Over the next several weeks, we’ll host doctors and medical school deans, education professionals, mental health experts, elected officials and leaders from all levels of government. We will even try to bring in some of our journalists and editors.

But we also want to have a little fun. We’ll have local entertainers, big-time college coaches and their bosses, and – of course – authors.

Our first session will be this morning at 11 with Jeff Stafford from Eastern Washington University. Stafford primarily teaches classes in leadership and organizational communication at EWU, with the occasional class in project management and strategic planning. He has also directed over 100 graduate theses.

Stafford is going to talk with us about leadership in this time of change, and in particular about how to lead and motivate a team in a virtual environment.

Then, at 2 p.m., we’ll talk with the dean of Whitworth’s school of education, Ronald Jacobson. Whitworth has long been one of the state’s pre-eminent education schools, so we thought we should talk with the guy in charge of training those teachers. Since so many of us are now acting as the principal, educator, lunchroom cook and janitor in our new home schools, we wanted to ask Jacobson for a few tips.

On Friday, we have packed schedule.

We’ll begin the day at 10:30 a.m. with Washington Department of Fish and Wildlife Director Kelly Susewind, who will be interviewed by Spokesman-Review outdoors writer Eli Francovich. We’ve heard lots of people talk about what the coronavirus means to us, but we’ve heard little about what it means to our ability to experience one of this region’s most beloved characteristics.
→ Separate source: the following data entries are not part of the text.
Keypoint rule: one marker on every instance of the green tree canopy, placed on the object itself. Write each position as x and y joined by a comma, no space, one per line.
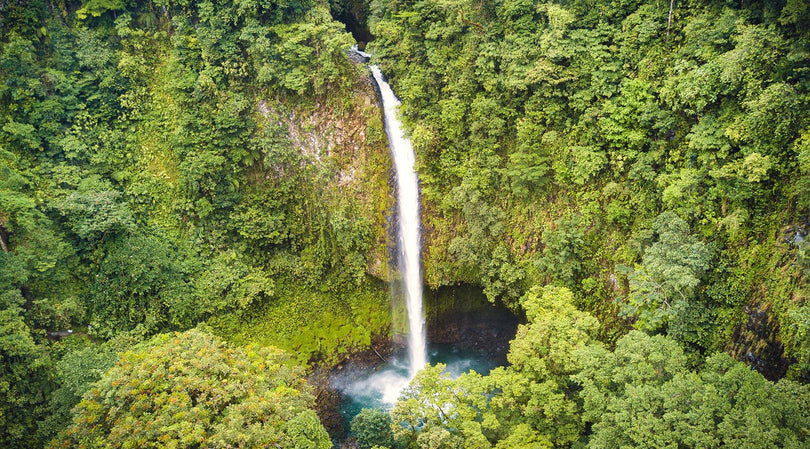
191,389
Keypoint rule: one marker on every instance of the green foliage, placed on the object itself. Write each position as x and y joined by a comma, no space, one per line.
372,427
192,389
140,282
24,376
436,411
643,394
670,272
561,382
562,254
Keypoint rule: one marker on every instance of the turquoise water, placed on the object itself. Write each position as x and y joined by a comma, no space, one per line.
380,388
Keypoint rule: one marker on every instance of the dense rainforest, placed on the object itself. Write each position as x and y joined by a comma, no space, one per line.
195,212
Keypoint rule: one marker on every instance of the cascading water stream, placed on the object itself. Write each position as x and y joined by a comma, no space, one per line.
409,228
381,387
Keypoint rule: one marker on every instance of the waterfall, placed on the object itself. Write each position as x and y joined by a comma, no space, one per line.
409,227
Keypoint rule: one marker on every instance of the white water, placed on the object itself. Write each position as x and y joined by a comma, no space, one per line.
409,227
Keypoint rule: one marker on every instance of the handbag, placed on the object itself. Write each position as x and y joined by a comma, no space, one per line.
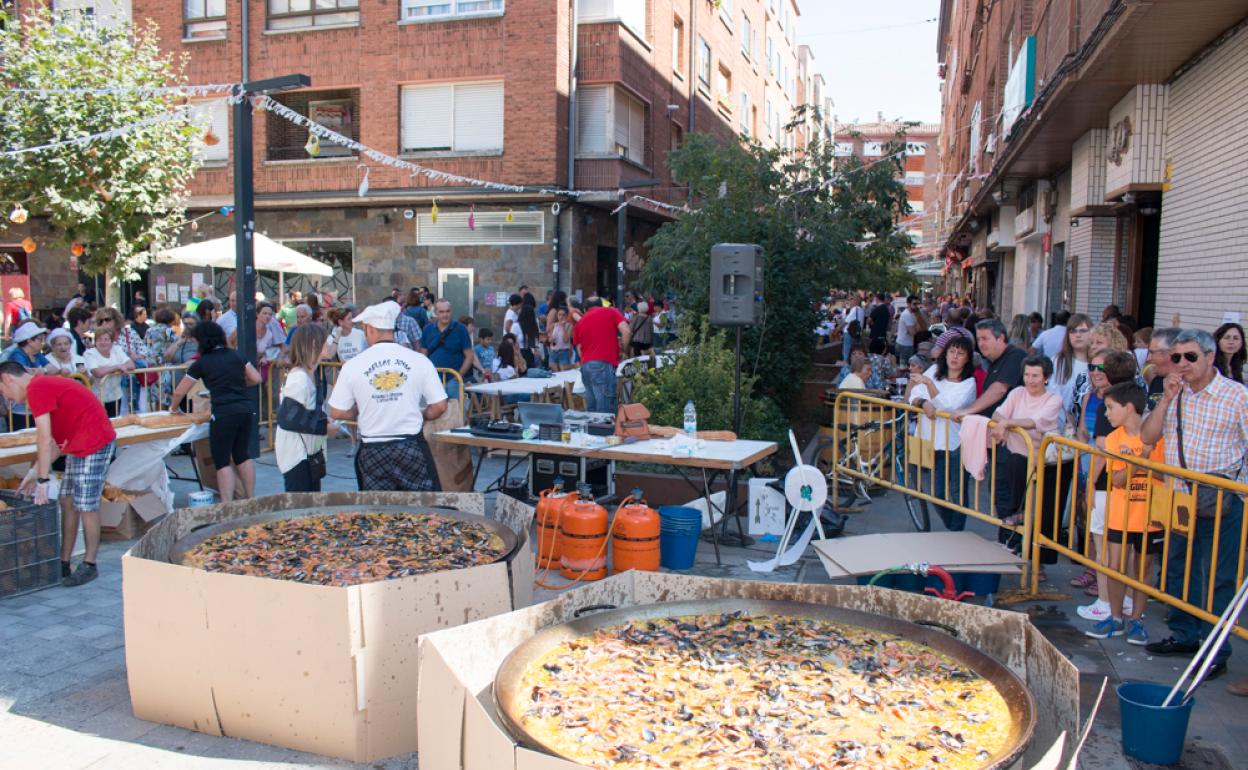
1204,501
630,421
295,417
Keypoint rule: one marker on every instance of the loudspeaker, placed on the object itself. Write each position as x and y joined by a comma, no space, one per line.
735,283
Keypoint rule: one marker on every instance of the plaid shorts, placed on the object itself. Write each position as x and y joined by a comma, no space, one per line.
397,466
84,477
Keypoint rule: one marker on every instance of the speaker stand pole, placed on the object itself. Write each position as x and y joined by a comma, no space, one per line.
725,537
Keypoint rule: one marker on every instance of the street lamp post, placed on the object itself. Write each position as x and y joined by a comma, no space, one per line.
245,219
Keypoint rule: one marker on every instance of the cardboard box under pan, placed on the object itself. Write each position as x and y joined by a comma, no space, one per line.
322,669
459,729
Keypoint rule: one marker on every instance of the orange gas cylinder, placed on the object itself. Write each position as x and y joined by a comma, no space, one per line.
550,503
583,538
635,536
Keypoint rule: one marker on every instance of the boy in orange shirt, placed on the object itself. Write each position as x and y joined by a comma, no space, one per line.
1127,512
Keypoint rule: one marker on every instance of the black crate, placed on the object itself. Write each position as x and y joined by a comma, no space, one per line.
30,544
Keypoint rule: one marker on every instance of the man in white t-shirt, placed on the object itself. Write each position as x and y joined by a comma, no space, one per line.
391,391
854,312
1050,341
907,326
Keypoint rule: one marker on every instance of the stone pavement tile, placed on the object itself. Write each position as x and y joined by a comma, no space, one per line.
97,629
54,632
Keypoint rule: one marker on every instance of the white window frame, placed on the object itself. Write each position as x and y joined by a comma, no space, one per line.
454,147
607,146
204,26
454,9
598,11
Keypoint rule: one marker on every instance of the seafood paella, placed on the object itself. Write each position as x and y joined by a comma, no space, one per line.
713,692
348,548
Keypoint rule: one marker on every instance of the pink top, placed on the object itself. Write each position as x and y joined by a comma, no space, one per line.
1043,409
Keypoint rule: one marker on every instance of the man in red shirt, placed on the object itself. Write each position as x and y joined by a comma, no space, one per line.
600,335
70,421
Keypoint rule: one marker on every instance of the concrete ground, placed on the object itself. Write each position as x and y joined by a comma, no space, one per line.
64,699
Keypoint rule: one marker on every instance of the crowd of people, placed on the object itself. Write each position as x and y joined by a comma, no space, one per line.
69,376
1172,394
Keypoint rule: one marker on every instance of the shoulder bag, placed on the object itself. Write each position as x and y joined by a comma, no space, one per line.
1206,497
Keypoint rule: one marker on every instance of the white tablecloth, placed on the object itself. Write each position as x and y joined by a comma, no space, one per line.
529,386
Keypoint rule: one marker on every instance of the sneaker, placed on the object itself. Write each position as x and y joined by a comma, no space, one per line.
1097,610
85,573
1105,629
1171,645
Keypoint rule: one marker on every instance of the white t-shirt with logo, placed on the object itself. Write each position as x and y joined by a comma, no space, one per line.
391,386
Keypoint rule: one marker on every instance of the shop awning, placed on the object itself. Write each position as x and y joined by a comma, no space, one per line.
220,253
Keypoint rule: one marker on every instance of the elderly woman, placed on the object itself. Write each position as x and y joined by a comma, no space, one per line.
63,360
946,387
1035,409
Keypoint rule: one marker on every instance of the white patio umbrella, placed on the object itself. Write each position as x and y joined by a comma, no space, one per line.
220,253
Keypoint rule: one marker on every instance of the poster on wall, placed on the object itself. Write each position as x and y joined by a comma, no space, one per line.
335,115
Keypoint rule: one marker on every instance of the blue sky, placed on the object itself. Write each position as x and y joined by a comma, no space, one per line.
876,55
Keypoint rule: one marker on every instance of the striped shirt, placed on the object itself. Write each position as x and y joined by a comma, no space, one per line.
1214,428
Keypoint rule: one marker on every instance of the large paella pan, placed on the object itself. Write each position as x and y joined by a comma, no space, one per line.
738,683
346,544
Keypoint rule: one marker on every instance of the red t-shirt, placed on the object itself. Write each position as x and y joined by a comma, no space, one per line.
80,426
598,335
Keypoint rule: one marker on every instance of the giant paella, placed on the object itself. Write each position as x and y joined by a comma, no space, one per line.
768,685
346,545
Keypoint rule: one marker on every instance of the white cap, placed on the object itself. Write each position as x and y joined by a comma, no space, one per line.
380,316
28,331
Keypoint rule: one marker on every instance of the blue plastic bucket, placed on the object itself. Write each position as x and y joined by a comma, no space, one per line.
1151,733
679,531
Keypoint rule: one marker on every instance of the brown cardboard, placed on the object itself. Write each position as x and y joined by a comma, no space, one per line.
459,663
323,669
952,550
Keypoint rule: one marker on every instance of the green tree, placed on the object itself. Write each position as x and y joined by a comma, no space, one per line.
823,222
116,196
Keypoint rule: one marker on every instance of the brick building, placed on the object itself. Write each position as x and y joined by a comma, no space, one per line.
921,174
483,89
1093,154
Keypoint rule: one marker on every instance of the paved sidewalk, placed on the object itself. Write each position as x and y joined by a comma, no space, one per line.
64,700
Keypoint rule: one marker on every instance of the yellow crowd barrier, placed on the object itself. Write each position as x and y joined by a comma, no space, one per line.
876,441
1166,499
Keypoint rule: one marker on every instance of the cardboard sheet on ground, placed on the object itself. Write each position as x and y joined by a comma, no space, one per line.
954,550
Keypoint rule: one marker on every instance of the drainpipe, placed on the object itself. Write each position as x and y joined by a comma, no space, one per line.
246,40
572,144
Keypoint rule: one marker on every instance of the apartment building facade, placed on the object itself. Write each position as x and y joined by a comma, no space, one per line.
483,89
1092,154
921,171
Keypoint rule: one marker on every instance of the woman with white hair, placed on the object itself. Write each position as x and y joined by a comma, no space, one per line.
63,360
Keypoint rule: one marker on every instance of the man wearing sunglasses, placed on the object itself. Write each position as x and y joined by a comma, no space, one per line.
1203,418
1160,363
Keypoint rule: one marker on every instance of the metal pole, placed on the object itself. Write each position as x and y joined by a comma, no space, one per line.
620,229
245,245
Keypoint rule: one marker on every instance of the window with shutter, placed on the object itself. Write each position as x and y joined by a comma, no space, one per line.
428,117
478,117
594,107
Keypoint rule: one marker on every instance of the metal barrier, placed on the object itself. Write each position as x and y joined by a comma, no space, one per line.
1168,497
875,441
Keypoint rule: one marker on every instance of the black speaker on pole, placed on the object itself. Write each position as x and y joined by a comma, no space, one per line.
735,283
At 11 a.m. we’ll host a cyber sit-down between Washington State athletic director Pat Chun and Spokesman-Review Cougs writer Theo Lawson. The Wazzu faithful have been impressed with Chun’s hires of basketball coach Kyle Smith and football coach Nick Rolovich, and now many want to see how he plans to navigate an even more complicated world with spring football canceled and recruiting looking very different from what it did just a month ago.

At noon, Spokesman-Review education reporter Jim Allen will talk with Spokane schools Superintendent Shelley Redinger. Districts across the nation are radically having to change philosophies, curriculum and even school-lunch programs now that it looks more and more likely kids won’t return to the classroom until next fall. Redinger will talk us through all of these complications as the district finds new solutions.
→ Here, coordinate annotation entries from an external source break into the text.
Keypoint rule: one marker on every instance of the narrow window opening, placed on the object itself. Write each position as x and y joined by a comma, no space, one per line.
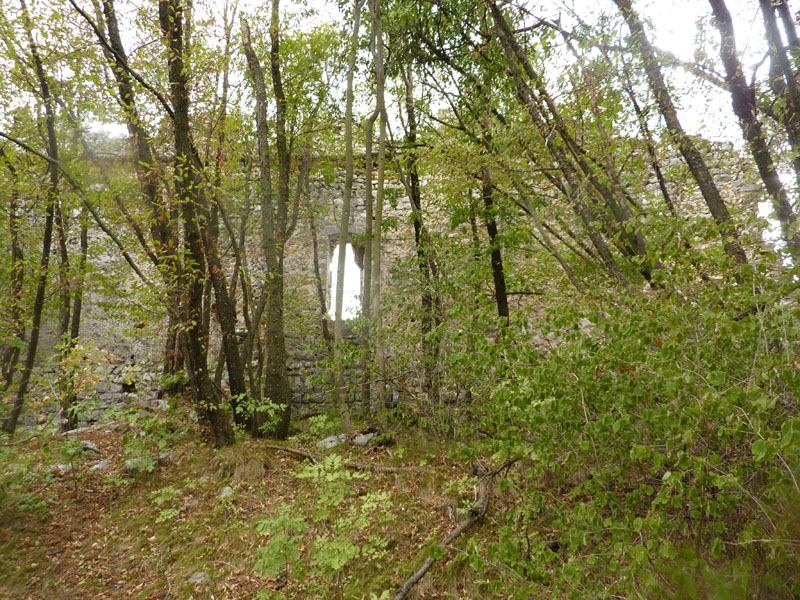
351,303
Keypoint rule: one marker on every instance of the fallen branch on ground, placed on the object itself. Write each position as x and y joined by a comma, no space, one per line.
315,458
476,514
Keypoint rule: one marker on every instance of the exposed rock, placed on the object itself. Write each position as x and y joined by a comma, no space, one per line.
362,439
61,469
137,466
332,441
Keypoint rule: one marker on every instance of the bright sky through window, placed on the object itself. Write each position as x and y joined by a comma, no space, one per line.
352,284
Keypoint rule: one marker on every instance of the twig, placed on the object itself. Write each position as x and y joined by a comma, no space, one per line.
476,514
315,458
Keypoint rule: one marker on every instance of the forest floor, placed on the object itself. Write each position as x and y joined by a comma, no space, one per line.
242,522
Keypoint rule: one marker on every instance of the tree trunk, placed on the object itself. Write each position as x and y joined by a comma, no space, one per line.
377,309
274,229
498,274
425,261
344,229
686,146
10,354
743,97
366,290
187,188
10,423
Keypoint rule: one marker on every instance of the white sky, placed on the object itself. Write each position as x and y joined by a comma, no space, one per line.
351,303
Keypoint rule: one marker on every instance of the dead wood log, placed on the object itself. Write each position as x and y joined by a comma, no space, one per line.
357,466
476,514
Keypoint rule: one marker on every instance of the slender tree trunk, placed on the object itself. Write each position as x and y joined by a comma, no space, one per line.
344,228
425,261
377,308
686,146
10,423
10,354
498,274
571,185
274,226
366,290
187,187
570,156
162,232
323,309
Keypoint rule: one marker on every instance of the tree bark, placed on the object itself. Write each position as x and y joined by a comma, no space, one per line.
273,225
377,308
425,261
498,274
344,228
743,97
687,148
187,185
10,423
10,354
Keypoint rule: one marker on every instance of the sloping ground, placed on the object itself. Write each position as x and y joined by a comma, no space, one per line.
243,522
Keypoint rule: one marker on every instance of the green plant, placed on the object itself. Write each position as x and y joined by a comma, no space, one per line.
341,528
166,495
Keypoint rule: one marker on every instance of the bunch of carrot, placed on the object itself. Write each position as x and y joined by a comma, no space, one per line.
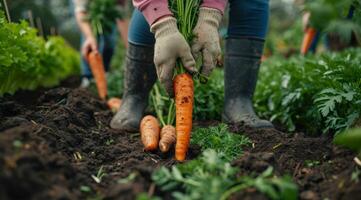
152,135
95,61
186,13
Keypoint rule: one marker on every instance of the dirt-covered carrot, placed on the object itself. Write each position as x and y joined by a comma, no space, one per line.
149,131
307,40
114,104
184,93
167,138
97,67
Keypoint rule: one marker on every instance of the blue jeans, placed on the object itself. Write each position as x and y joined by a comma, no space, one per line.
247,18
106,46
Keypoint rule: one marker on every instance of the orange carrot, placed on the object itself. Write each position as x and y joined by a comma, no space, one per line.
167,138
96,65
114,104
307,40
149,131
184,93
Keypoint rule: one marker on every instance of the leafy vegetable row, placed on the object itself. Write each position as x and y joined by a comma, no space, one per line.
316,93
28,61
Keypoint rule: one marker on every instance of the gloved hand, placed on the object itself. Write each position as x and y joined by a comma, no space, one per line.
170,45
206,41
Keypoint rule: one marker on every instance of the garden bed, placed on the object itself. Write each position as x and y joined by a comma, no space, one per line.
57,144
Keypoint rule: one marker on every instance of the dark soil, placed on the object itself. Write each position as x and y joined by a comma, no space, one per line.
52,143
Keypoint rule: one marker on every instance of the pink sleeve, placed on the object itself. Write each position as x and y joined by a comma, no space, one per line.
153,9
216,4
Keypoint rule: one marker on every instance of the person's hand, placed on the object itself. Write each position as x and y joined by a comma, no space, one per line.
169,46
206,41
90,44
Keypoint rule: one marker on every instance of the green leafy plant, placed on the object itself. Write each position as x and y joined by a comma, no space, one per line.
102,15
28,61
100,175
329,16
316,93
208,98
221,140
350,139
212,177
209,178
272,186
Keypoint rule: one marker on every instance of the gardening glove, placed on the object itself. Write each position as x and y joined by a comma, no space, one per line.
206,41
169,46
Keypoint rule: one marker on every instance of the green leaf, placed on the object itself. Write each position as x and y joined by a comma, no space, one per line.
350,139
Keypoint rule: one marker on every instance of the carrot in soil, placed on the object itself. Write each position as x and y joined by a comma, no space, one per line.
96,65
307,40
184,93
114,104
149,131
167,138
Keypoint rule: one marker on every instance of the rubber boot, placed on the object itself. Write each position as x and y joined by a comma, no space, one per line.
242,62
139,77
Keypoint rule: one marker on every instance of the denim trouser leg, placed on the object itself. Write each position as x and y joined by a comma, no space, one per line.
139,30
248,18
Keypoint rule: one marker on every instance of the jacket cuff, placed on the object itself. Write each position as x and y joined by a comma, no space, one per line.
155,10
At 2 p.m., we’ll be joined by Spokane Valley Mayor Ben Wick as he talks with Spokesman-Review reporter Rebecca White. As all cities are working through new and different issues tied to COVID-19, Wick will talk with us and our readers about what is being done in his town.

Next week, will be more of the same, including talks with state commerce director Lisa Brown and EWU professor Pui-Yan Lam.

Don’t worry if you miss one. We will archive all of these forums on our Northwest Passages website and will write about many of them for our newspaper.

The next question is for you all: Who else would you like us to host for one of our virtual visits?

If we can’t get together in person like we used to, we ought to at least make the best of it using all of this new-fangled technology. I know it’s going to be great to talk with you all again.